The study utilized data obtained from a telephone survey of the adult residents of Ontario, Canada.
To examine the relationship between ADHD and TBI, the researchers analyzed the responses of 3,993 adults aged 18 and above.
Surveys were carried out with Computer Assisted Telephone Interviewing during 2011 and 2012.
The study found that among people with a history of TBI, 5.9% said that they had earlier been diagnosed with ADHD at some point in their life.
Also about 6.6% went on to screen positive for ADHD on the Adult ADHD Self-Report Scale during their phone interviews.
"These new data suggest a significant association between attention-deficit hyperactivity disorder and traumatics brain injury (TBI). We see that adults with TBI are more than twice as likely than those without to report symptoms of ADHD," says co-principal investigator Dr. Robert Mann.
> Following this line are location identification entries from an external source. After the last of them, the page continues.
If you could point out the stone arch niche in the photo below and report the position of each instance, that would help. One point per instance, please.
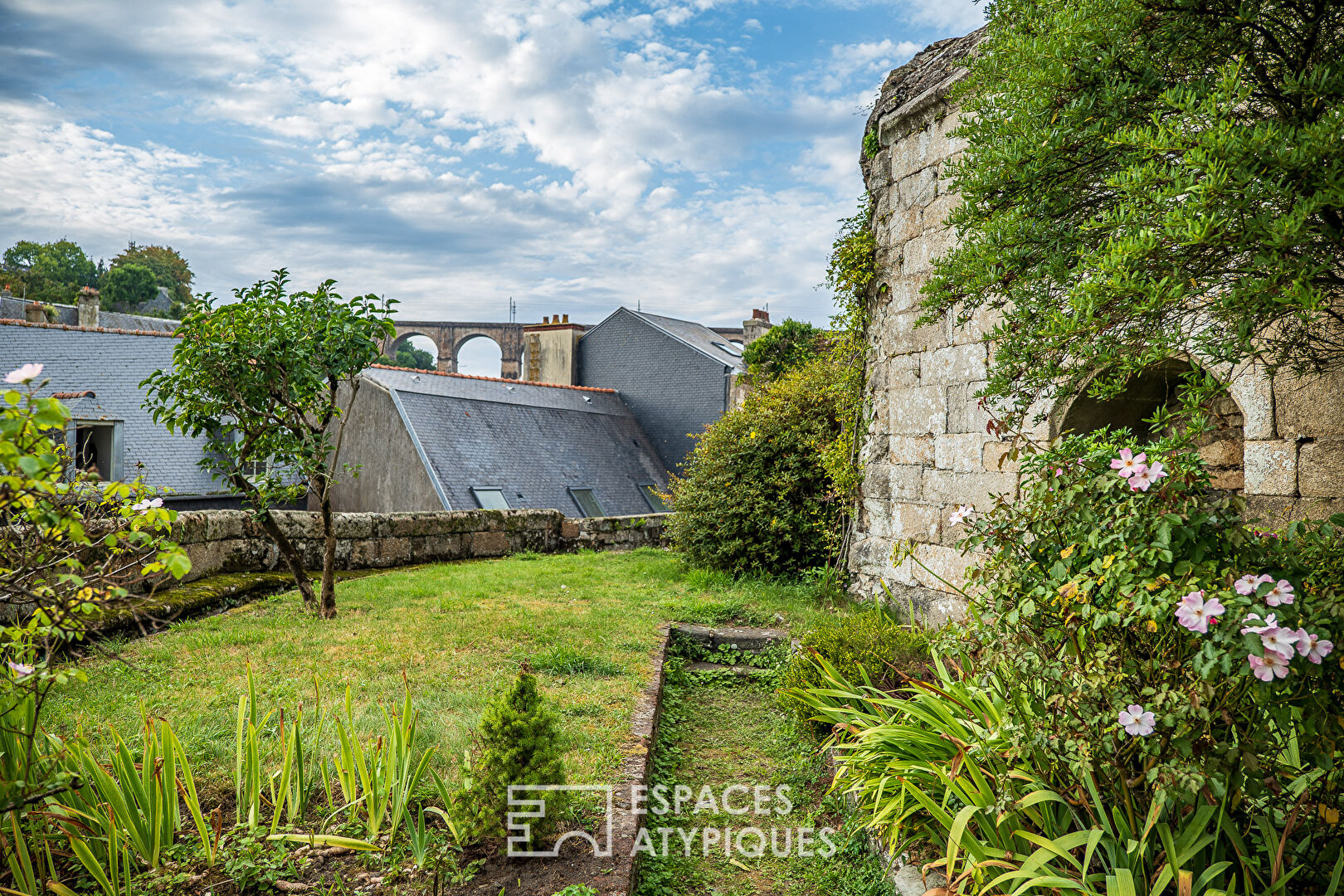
(1144, 394)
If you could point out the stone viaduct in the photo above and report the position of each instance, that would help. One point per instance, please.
(449, 338)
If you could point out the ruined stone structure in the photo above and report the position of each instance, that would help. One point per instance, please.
(928, 448)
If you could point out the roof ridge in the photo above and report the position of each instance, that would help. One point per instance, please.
(492, 379)
(11, 321)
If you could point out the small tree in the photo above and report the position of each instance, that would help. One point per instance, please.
(269, 382)
(71, 550)
(519, 744)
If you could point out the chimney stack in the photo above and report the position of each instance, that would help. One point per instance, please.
(756, 328)
(89, 306)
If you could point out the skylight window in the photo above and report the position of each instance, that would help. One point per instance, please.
(587, 501)
(650, 494)
(491, 499)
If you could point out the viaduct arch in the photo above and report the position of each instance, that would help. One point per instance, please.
(449, 338)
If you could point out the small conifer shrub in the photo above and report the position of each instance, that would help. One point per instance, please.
(519, 743)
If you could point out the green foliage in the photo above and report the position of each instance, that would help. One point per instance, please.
(169, 269)
(128, 285)
(519, 744)
(756, 496)
(1144, 179)
(269, 381)
(47, 271)
(71, 547)
(869, 646)
(782, 348)
(1074, 620)
(410, 356)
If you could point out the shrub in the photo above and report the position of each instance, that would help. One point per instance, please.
(869, 645)
(1118, 679)
(756, 496)
(519, 744)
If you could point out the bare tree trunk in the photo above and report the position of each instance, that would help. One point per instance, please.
(329, 601)
(293, 559)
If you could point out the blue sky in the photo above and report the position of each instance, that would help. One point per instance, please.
(577, 155)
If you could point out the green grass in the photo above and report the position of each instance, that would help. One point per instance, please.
(587, 622)
(721, 733)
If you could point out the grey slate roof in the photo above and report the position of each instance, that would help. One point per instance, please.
(698, 336)
(12, 308)
(112, 366)
(533, 441)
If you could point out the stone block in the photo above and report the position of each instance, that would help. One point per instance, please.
(953, 366)
(353, 525)
(960, 451)
(917, 188)
(918, 411)
(965, 414)
(488, 544)
(951, 488)
(996, 458)
(436, 547)
(891, 483)
(1311, 406)
(910, 449)
(901, 336)
(918, 522)
(1272, 468)
(1320, 470)
(1254, 395)
(903, 293)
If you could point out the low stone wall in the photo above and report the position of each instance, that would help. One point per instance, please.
(233, 542)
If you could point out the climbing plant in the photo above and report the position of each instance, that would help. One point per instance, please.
(1146, 178)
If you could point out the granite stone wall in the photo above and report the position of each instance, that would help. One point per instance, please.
(929, 448)
(233, 542)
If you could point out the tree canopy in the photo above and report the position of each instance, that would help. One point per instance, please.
(782, 348)
(128, 285)
(1146, 178)
(49, 271)
(269, 381)
(167, 265)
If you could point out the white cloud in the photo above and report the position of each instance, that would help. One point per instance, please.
(572, 153)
The Centers for Disease Control and Prevention (CDC), as of 2011, reports that around 11% of children aged 4-17 (6.4 million) have been diagnosed with ADHD, with this figure rising year after year.
The CDC reports around 2.5 million TBIs in in 2010. The World Health Organization (WHO) says that TBI could become the third largest source of disease and disability in the world by 2020.
Earlier researches have shown that there may be a link between ADHD and TBI experienced in childhood.